A Turkish opposition newspaper itself is the story as 17 of its employees are about to go on trial on charges of aiding a terrorist organisation.
If found guilty, their sentence could be up to 43 years in jail.
A dozen of Cumhuriyet's journalists and managers are behind bars in pre-trial detention. Ten of them have been imprisoned for almost nine months.
"I cannot touch him. I cannot hug him," says Elif Gunay, daughter of journalist Turhan Gunay.
"We talk over the phone behind a glass. When the time is up, they cut the line.
"It is so frustrating to be taken away from him every week."
Elif Gunay is allowed to visit her 71-year-old father once a week, for an hour. She says he has been through various health problems, including atherosclerosis (a hardening of the arteries) followed by an operation.
"But even that was not enough for him to be released on bail," she complains.
Mr Gunay is the editor-in-chief of the newspaper's book supplement. Ms Gunay says she still struggles to understand why he has been jailed.
"All I can say is that this is a political case. They are held for being journalists, for doing their jobs," she argues.
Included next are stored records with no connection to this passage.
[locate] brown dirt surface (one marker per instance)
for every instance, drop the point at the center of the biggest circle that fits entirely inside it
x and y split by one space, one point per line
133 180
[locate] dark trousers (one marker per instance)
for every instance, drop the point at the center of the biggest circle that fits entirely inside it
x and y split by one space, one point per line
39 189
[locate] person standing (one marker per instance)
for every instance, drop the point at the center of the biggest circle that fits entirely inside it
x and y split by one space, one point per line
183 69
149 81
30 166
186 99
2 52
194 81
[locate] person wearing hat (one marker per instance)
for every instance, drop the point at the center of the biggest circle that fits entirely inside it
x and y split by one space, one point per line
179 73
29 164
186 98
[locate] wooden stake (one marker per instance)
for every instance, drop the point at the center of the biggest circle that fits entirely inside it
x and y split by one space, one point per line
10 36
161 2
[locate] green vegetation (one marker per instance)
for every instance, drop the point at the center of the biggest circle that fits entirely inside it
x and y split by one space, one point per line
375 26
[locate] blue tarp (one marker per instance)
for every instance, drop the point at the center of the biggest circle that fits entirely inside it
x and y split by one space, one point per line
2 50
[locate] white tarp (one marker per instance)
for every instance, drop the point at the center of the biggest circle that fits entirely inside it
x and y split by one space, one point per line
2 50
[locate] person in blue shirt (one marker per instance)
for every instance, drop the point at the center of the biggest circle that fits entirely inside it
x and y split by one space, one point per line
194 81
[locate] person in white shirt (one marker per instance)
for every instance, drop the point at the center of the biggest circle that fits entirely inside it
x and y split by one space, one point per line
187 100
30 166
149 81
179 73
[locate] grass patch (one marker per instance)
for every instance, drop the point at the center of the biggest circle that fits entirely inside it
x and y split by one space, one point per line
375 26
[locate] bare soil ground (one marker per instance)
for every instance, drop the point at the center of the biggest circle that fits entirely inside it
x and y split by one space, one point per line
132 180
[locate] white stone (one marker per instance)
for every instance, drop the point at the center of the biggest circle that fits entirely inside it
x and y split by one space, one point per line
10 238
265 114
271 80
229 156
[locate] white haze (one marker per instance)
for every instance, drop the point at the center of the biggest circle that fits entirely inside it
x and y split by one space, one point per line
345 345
Just over a week ago, Turkey marked the first anniversary of a failed coup. There were massive commemorations held by thousands of jubilant people, hailing the day as the triumph of democracy.
But critics argue that day - and the introduction of the state of emergency soon after - were actually the beginning of a massive crackdown, with more than 50,000 people arrested in the last year.